L'esposizione, curata da Sandro Petri e Marica Pizzetti, nasce da un progetto fortemente voluto dall'Associazione culturale Art@ltro APS, che conferma il proprio impegno nella promozione dell'arte contemporanea e nella valorizzazione culturale del territorio. Nella realizzazione dell'iniziativa la presidente Costanza Soprana ha coordinato e seguito le fasi organizzative del progetto, contribuendo alla costruzione di una proposta di particolare rilevanza per la città e per il panorama artistico locale.

Accanto all'attività dell'associazione, un ruolo determinante è stato svolto da Gian Paolo Bonesini, titolare della Galleria Spaziografico, che ha curato la supervisione dell'allestimento e accompagnato l'intero percorso progettuale. La sua presenza ha favorito un dialogo costante tra autore, lavoro artistico e spazio espositivo, contribuendo alla definizione di una mostra concepita come un organismo unitario, nel quale opere, architettura e percorso di visita entrano in relazione reciproca.

Elemento centrale dell'esposizione è infatti il rapporto tra le opere e il luogo che le ospita.
Il palazzo, realizzato dall'importante architetto razionalista Enrico Del Debbio nel 1939, ora tutelato e sottoposto a vincolo di interesse culturale, non viene interpretato come un semplice contenitore neutrale, ma come uno spazio dotato di una propria memoria e identità.
Per molti anni sede dell'Agenzia delle Entrate, Palazzo Del Debbio conserva nell'immaginario collettivo il ricordo di un luogo associato alla burocrazia, all'attesa e alle preoccupazioni della vita quotidiana. La mostra interviene su questa memoria trasformandola, restituendo gli ambienti a una nuova dimensione di esperienza e di immaginazione.

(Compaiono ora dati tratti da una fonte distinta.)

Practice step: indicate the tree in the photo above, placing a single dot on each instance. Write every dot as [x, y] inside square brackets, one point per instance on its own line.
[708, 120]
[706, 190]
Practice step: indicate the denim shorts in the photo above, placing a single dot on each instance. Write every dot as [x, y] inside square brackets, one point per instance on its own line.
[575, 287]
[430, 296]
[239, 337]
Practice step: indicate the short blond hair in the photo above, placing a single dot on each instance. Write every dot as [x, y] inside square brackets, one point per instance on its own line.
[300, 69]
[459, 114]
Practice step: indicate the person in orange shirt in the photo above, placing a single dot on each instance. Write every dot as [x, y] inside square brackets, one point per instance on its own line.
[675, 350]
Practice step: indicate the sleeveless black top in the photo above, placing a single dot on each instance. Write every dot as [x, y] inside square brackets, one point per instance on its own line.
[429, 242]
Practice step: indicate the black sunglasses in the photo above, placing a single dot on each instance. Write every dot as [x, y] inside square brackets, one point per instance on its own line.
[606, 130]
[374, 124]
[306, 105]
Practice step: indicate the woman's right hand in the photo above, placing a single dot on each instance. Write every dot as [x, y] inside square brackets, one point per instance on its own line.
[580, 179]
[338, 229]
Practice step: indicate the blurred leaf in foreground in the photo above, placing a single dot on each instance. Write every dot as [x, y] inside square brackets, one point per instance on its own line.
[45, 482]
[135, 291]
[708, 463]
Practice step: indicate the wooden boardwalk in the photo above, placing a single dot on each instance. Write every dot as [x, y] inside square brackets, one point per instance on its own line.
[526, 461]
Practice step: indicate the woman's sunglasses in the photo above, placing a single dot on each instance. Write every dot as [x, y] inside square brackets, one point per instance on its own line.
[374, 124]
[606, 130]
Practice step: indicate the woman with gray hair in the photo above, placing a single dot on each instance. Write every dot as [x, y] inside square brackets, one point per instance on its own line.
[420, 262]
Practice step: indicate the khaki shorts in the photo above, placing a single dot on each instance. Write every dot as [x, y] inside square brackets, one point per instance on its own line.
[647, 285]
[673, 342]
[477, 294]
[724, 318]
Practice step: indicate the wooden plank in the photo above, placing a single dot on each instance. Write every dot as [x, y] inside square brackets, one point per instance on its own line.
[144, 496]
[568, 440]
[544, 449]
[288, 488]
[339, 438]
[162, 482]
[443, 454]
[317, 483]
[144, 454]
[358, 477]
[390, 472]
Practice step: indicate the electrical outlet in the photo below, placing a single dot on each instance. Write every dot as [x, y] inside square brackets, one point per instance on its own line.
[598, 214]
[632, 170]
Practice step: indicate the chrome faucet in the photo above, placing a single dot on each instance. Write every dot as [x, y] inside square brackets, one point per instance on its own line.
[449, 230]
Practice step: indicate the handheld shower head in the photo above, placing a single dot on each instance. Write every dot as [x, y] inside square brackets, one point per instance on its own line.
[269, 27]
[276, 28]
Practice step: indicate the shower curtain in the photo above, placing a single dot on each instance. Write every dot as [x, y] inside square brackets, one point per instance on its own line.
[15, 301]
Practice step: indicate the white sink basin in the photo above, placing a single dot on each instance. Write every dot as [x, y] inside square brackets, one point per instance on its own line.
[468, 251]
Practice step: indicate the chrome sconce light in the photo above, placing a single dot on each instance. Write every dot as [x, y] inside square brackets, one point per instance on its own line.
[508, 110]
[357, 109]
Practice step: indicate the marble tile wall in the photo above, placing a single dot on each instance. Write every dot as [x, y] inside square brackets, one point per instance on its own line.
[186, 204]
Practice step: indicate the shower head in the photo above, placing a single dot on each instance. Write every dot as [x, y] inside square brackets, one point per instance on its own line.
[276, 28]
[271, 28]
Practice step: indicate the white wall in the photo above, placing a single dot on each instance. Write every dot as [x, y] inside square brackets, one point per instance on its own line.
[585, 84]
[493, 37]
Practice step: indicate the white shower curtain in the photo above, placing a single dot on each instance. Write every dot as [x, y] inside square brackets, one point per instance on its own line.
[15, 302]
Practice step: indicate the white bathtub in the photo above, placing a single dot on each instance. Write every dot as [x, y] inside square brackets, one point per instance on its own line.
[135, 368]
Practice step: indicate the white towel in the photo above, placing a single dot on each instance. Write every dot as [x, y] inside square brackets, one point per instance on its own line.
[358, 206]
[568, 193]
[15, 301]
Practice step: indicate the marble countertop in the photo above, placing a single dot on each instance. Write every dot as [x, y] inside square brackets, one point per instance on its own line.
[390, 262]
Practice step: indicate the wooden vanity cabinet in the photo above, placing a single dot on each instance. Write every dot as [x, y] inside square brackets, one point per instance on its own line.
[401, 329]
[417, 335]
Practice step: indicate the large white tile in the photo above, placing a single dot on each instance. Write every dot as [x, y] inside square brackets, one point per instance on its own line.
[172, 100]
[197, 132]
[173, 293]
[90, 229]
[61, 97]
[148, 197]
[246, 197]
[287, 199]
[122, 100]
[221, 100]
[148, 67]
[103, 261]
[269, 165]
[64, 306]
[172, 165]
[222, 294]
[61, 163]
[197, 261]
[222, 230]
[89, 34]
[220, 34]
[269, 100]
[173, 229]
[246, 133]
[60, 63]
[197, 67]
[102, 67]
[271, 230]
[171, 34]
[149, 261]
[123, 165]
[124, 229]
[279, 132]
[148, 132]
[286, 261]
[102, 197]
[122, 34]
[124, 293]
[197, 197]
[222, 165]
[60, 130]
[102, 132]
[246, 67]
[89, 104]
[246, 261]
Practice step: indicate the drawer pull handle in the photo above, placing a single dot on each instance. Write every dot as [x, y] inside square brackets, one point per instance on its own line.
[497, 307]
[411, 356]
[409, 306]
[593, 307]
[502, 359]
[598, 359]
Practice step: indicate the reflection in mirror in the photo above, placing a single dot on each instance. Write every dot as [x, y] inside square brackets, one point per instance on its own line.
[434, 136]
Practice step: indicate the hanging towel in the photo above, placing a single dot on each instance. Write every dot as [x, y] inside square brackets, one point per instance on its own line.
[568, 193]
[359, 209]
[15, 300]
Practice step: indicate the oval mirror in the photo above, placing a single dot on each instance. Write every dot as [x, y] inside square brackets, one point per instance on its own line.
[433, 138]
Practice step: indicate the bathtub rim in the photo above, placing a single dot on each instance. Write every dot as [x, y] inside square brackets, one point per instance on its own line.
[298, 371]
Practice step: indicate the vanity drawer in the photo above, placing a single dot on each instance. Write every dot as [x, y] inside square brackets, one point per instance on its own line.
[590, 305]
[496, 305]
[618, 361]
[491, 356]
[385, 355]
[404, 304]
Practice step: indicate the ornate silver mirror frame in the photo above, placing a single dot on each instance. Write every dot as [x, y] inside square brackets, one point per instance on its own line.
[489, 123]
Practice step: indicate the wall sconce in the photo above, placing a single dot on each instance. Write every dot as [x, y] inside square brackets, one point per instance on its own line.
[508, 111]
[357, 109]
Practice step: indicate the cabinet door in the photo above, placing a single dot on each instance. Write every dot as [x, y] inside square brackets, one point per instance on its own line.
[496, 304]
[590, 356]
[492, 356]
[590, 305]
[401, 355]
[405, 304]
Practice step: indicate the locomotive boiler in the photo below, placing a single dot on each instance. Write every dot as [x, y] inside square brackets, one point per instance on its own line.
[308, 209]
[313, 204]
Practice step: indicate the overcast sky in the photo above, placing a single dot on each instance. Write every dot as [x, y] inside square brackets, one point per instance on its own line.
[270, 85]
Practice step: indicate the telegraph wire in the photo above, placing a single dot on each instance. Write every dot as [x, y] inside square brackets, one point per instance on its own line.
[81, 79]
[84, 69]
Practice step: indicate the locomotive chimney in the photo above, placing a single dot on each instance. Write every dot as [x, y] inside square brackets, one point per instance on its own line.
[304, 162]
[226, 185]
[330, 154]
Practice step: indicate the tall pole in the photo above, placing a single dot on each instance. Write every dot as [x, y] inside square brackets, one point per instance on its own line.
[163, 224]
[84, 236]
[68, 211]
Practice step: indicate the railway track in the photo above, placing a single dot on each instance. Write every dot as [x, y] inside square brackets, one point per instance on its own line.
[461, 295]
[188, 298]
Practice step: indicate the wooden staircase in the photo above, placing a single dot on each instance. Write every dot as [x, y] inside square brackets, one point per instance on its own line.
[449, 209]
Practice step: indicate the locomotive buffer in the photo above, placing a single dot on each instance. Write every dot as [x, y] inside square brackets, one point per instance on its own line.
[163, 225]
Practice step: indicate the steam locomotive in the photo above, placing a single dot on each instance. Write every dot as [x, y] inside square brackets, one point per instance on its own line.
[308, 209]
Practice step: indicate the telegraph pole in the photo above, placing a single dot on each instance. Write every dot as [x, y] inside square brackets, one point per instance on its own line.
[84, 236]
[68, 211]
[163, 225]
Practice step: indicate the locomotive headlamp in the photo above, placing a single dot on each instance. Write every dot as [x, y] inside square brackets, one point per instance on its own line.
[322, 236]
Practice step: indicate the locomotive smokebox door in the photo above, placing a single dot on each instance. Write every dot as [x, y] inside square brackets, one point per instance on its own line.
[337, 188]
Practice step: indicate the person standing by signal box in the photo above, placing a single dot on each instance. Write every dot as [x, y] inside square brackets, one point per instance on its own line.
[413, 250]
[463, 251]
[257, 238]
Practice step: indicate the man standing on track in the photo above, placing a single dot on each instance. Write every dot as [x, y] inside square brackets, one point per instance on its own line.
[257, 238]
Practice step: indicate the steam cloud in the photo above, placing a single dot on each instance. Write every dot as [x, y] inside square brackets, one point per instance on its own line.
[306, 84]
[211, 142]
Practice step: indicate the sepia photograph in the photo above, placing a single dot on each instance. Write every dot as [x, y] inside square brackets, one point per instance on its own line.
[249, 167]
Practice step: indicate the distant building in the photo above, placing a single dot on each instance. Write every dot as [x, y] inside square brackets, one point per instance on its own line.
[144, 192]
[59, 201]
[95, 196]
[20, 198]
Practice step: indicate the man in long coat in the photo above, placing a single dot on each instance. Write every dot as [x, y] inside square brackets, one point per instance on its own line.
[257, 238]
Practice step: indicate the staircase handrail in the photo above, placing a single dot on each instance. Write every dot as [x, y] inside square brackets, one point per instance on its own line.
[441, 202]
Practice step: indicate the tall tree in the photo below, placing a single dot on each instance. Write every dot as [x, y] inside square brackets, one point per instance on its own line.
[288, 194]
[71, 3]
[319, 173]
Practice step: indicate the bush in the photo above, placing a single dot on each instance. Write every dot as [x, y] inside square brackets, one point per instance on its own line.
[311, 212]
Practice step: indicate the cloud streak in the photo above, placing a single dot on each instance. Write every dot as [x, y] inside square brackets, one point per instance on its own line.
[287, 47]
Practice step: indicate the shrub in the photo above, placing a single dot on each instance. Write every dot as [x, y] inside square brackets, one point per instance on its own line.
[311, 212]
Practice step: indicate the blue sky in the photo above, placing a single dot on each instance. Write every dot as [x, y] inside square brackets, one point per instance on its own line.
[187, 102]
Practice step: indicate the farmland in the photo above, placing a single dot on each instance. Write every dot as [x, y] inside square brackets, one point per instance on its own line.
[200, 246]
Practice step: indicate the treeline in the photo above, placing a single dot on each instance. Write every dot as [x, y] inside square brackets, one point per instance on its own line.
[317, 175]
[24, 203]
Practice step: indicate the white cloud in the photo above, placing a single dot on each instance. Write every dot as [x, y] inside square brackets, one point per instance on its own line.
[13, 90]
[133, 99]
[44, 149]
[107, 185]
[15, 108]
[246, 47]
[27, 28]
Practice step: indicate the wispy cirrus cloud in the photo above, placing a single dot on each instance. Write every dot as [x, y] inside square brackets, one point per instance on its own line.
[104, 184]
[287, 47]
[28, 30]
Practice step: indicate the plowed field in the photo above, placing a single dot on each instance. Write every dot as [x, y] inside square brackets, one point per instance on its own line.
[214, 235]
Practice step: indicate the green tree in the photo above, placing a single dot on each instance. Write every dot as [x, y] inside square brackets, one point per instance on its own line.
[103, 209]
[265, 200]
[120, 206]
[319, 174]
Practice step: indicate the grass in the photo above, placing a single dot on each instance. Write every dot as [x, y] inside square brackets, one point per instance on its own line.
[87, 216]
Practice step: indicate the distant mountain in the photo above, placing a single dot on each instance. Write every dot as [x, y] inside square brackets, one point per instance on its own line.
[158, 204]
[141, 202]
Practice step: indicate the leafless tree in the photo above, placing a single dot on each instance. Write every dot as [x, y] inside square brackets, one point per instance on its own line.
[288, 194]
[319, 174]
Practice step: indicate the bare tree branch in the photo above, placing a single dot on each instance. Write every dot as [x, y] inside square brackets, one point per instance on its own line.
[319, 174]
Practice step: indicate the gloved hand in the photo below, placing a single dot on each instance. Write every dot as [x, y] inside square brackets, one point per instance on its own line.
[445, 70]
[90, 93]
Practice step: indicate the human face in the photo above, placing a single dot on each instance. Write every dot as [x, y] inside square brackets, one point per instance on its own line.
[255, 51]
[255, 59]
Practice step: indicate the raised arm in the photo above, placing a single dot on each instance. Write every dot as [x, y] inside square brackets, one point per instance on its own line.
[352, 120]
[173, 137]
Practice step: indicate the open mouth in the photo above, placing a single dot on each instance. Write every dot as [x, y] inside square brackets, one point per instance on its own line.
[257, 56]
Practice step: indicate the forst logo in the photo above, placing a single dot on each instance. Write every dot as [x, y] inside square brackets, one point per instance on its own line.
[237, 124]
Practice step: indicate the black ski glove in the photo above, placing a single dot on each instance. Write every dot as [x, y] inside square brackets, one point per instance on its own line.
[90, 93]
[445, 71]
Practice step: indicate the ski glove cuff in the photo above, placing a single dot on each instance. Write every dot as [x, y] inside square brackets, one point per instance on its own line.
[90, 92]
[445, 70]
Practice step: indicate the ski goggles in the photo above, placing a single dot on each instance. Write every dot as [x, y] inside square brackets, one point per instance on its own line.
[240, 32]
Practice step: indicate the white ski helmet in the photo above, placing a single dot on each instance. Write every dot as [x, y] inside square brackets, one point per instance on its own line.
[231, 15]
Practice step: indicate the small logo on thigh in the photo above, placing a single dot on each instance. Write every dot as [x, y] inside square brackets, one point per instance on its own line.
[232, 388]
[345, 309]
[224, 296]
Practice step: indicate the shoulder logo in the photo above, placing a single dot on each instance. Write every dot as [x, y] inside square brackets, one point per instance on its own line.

In questo processo, Galeotti ha dedicato all'allestimento un'attenzione straordinaria.
Ogni opera è stata collocata attraverso uno studio approfondito degli spazi, delle prospettive, delle altezze e dei volumi architettonici. Il percorso espositivo è stato costruito come una vera e propria scenografia, nella quale sculture, disegni e incisioni dialogano tra loro e con l'architettura, generando un'esperienza immersiva e coerente. Nulla è lasciato al caso: ogni presenza, ogni distanza, ogni punto di vista contribuisce alla

costruzione di una narrazione visiva che accompagna il visitatore all'interno della ricerca dell'artista.

La mostra presenta quindici sculture affiancate da venticinque disegni e dieci incisioni calcografiche, testimonianza di una pratica artistica nella quale il segno grafico e la forma plastica costituiscono aspetti inseparabili di un'unica ricerca.
Al centro del lavoro di Galeotti si colloca l'indagine sulla figura umana, sull'identità e sul mistero della forma, sviluppata attraverso un linguaggio che unisce suggestioni classiche e visioni contemporanee, equilibrio compositivo e tensione perturbante.

Questo mio nome non mi è nuovo si propone così come un'importante occasione di incontro tra arte contemporanea, architettura e memoria dei luoghi, offrendo al pubblico un percorso capace di trasformare la percezione dello spazio e di aprire nuove possibilità di lettura della realtà.